Дань вещим снам я приготовил,
Встречал метелицу в полях.
Хотел певать – застыл на слове,
Хотел кричать – но сгинул страх.

Ушёл к отцовскому порогу –
Брожу в родительском краю
И вижу зимнюю дорогу
И тундру снежную мою.

И там по мшистым кочкам прыгал,
Взял посох в руки – и айда!
Кормился чёрствою ковригой,
Искал любви я, как всегда.

И вот нашёл!.. Нет, я не сгинул
Звездой падучей средь людей.
И люди верят мне, как сыну, –
Я к ним стал проще, стал добрей.

1922, Иркутск


Московский тракт

Не звенит по сёлам семивёрстным
Зычный окрик пьяных почтарей...
Старый тракт задумчивым и чёрствым
Бобылём прилёг у пустырей.

За иркутской старою заставой,
У Московских брошенных ворот,
Прежний путь – разбойный и кровавый –
Дни свои бесславно доживёт.

Не пройдёт бродягой в Заангарье
Из тюрьмы сбежавший арестант
Подышать в тайге весенней гарью
Средь оравы шалых каторжан.

Не настигнет лёгкой кошевою
На пути кошовник богача,
Не задушит петлей роковою
Проходимца в полночь сгоряча.

И не встанут больше при дороге
Сторожить обозы варнаки.
…Только где ж этапы, и остроги,
И с двуглавым коршуном станки?

В захолустье и глуши убогой
В ночь злодей не свистнет за избой.
Пропадай, опальная дорога
И сибирской вольницы разбой!

Проскакало прежнее на тройке
С золочёной писаной дугой.
Гулеваны, ямщики, попойки,
Эх, не вам ли петь за упокой?

Я любил сказания былые
Трактовых буянов-почтарей.
Но не жду возврата старины я,
Поножовщины у пустырей.

Поглядеть бы из углов медвежьих,
Убедиться бы воочью – как
По-иному молодой проезжий
Оживил заброшенный мой тракт!

1923, Иркутск


Думы

У самого моря – Байкальского моря
На скалах заснула тайга.
Там дом мой далёкий, у самого взморья,
Теперь пеленают снега.

И чудится мне, что байкальские ветры,
И скалы, и дом, и снега
Кивают мне издали, шлют мне приветы,
И машет мне шапкой тайга.

1925


Первый ссыльный
Сибирская легенда

Давным-давно убит последыш царский
(Звать Дмитрием-царевичем его),
Чтоб колокол ослушно и бунтарски
Звал углицкий народ на торжество.

До вечера текли слова и думы
О вольности – её же бог спаси!
Но бог молчал, лишь колокол угрюмо
Напоминал о вече на Руси.

– Пристойно ли ему звонить соборно? –
Испуганный боярин вопрошал. –
Пристойно ли?.. – И с руганью отборной
Боярина убили наповал.

Гремучий зык, сполошный зык набата
Заголосил горючею вдовой:
«Где времечко вольготное, что свято
Бывалою свободой вечевой?»

Был суд в Москве.
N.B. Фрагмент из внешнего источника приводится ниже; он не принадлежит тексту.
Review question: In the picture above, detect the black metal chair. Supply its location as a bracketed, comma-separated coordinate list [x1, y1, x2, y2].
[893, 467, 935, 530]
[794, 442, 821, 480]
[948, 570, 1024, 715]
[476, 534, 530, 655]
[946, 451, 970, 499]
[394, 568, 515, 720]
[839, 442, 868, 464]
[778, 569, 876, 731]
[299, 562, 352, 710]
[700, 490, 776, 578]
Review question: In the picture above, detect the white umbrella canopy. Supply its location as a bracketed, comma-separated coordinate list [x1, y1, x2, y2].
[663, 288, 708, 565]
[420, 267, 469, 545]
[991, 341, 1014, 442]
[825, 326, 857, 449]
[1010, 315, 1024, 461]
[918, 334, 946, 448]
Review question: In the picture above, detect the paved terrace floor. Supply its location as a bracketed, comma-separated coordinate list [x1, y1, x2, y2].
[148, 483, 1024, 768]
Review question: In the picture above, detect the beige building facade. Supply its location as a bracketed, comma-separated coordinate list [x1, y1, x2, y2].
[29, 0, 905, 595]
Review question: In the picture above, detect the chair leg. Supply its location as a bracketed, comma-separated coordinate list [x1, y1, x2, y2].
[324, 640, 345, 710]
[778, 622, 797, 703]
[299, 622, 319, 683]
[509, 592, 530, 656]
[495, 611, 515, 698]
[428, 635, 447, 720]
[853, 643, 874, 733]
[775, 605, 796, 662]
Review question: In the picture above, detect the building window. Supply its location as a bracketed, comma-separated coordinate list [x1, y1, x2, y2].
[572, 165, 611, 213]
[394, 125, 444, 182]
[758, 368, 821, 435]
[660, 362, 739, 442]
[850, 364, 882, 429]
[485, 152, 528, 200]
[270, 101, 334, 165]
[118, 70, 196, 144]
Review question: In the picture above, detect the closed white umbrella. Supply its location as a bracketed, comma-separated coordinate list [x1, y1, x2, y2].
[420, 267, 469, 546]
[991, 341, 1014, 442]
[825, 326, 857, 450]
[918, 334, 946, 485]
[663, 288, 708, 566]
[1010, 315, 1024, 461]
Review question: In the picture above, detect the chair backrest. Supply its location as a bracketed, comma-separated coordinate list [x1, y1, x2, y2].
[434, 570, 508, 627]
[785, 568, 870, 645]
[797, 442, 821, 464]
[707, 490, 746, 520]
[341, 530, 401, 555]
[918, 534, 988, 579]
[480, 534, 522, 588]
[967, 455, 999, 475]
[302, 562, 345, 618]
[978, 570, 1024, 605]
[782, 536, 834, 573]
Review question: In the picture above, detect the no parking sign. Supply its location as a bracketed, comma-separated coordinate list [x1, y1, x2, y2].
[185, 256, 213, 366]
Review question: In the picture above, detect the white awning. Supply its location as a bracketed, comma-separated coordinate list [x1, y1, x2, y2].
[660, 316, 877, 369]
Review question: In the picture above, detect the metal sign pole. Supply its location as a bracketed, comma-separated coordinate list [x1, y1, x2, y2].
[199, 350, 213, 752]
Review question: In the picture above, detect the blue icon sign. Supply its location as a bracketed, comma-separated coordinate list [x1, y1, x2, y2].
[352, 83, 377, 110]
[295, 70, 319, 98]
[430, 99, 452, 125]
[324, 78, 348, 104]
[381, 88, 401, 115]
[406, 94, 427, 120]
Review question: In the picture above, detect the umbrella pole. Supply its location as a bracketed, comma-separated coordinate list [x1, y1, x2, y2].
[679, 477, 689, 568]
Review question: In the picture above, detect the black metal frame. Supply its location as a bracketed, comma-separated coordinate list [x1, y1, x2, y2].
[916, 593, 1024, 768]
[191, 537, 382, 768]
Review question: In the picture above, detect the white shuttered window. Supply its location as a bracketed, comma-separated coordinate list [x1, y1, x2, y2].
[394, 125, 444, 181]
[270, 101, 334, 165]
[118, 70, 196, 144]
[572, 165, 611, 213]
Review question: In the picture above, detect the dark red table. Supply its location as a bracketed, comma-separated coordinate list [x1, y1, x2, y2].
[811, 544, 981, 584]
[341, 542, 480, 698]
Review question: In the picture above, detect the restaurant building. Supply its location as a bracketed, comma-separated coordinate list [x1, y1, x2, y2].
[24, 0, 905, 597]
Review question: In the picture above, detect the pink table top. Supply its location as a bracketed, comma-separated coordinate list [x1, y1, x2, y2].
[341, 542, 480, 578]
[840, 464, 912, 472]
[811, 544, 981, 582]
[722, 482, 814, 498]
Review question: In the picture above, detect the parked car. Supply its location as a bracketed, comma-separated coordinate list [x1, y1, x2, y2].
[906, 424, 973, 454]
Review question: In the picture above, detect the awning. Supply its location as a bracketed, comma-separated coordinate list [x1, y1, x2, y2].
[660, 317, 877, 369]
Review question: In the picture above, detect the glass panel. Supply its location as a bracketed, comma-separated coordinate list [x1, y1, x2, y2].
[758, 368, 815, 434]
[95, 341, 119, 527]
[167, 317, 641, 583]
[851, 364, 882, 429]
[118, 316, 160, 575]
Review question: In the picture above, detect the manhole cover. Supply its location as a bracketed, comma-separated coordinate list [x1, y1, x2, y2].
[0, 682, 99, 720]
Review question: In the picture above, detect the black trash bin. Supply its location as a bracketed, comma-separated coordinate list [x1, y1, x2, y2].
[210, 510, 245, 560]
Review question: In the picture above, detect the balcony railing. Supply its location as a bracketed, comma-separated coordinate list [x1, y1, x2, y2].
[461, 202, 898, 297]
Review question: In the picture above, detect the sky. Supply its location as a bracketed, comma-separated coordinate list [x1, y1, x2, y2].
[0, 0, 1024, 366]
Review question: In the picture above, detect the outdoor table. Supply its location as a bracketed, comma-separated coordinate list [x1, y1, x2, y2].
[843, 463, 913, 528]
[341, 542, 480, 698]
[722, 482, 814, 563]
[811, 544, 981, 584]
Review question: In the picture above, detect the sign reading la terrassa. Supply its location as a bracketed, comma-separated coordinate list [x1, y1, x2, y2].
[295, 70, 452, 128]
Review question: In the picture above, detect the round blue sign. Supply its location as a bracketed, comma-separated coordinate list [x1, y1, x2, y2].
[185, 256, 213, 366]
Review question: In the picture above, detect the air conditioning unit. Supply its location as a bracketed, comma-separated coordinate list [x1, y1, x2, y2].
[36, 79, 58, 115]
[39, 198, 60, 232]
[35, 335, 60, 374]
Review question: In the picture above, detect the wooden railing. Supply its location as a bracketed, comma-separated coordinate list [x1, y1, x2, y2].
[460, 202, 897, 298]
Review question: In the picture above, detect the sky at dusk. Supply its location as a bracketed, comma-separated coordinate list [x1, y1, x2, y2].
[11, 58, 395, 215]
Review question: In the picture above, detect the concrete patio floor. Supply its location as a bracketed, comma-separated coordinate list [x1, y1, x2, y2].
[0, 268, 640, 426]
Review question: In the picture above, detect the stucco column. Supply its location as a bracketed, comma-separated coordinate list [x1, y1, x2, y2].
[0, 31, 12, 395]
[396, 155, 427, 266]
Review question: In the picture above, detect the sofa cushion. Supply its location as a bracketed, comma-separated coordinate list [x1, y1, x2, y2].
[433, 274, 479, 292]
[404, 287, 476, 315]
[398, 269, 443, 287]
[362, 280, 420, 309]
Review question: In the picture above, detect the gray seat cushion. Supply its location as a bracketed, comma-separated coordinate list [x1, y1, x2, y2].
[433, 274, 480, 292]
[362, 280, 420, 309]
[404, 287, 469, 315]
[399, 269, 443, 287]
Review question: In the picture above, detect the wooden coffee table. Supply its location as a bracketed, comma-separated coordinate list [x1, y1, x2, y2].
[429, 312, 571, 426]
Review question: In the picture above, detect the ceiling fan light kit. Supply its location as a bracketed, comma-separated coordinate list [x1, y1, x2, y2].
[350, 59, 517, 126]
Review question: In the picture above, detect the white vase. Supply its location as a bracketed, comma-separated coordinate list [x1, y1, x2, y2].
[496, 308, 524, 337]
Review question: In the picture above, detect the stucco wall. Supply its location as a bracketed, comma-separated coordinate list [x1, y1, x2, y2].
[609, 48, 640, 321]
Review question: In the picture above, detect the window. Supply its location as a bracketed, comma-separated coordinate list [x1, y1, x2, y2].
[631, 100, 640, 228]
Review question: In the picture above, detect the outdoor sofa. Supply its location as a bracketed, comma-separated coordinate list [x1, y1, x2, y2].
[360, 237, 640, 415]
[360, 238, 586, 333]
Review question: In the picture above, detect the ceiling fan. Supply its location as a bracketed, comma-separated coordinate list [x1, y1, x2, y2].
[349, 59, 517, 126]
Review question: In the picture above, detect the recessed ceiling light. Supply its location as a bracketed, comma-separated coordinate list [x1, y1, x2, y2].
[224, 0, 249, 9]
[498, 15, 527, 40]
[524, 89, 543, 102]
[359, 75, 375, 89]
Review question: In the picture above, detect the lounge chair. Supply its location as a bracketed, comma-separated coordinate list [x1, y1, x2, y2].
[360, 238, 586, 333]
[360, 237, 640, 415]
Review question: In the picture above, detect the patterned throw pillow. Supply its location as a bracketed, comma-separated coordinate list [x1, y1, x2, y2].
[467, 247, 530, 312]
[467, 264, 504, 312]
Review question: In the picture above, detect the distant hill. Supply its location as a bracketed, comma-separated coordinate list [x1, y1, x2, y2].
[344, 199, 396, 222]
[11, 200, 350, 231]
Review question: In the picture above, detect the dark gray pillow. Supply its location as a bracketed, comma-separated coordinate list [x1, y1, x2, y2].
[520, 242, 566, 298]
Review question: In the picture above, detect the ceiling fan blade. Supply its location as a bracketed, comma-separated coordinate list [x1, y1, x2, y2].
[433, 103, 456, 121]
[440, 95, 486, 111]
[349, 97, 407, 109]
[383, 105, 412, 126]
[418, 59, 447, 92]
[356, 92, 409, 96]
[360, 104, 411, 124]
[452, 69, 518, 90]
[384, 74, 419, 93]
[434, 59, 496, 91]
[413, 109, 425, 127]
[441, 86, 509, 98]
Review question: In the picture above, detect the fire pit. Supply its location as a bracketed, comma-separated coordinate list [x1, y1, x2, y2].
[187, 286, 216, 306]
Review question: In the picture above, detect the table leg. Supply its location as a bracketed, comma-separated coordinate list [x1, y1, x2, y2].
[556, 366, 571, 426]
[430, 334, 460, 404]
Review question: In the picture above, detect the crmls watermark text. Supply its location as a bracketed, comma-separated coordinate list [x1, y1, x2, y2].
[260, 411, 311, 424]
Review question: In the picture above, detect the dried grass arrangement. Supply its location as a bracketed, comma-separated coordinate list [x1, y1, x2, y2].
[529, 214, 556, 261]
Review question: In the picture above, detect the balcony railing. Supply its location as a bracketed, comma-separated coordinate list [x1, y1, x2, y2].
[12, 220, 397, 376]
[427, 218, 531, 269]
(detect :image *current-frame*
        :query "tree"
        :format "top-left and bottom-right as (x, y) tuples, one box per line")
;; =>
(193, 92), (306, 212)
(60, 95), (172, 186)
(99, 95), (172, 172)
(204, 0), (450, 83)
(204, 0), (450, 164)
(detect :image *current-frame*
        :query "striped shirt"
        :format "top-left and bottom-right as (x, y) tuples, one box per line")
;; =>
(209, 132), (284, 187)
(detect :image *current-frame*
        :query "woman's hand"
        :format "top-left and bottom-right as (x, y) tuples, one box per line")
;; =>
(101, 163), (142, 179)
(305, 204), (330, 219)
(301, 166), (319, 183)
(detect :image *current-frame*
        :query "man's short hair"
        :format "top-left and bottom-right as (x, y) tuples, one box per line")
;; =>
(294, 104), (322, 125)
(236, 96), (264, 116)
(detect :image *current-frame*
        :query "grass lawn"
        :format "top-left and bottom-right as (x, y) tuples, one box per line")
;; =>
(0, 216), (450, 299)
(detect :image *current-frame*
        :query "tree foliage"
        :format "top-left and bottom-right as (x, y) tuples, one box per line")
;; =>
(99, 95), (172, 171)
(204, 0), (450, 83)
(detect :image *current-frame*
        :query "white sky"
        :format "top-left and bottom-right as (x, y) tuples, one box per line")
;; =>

На площади судачит
Тьма-тьмущая народищу и войск.
Но колокол опальный и варначий
Пожаловали ссылкою в Тобольск.

На сходбище, на людном и крамольном,
Он, как живой, качнулся и поник;
Чтоб не было повадно колокольням,
Его секли и вырвали язык.

Секли кнутом и вырезали ухо.
Сам государь изволил наплевать
На колокол за царского Митюху:
Мол, колокол – ослушник-де и тать.

Без языка он дрогнул зыбкой медью:
«Прости-прощай, и вольность, и народ.
Добро, ужо и в ссылке не замедлю
О воле спеть, лишь волюшка придёт!»

Прошла пора, и вече онемело.
Не ладно ты удумал, государь...
Тот колокол такой беды наделал –
Перепугал, переполошил старь.

В последний раз он звоном замогильным
На вече звал – из городов и сёл, –
И первым был, кто каторжным и ссыльным
Путь проторил и в Нерчинск, и в Тобол!

1925


Краснобай
Песня

Мой дедун, мой ворчун, помер краснобаем,
Что он пел, напевал, – чуем, да не знаем.

Старый хрыч, старый друг, старый краснобай,
Ты был сед, ты был мудр, – седоусый, чай?

Седоусый ты мой, седоусый, старый, –
Не гулял ты в лесах с нынешней гитарой.

Гулеван ты такой, старый, да не хмурый, –
Ты бродяжил в степи с песней да бандурой.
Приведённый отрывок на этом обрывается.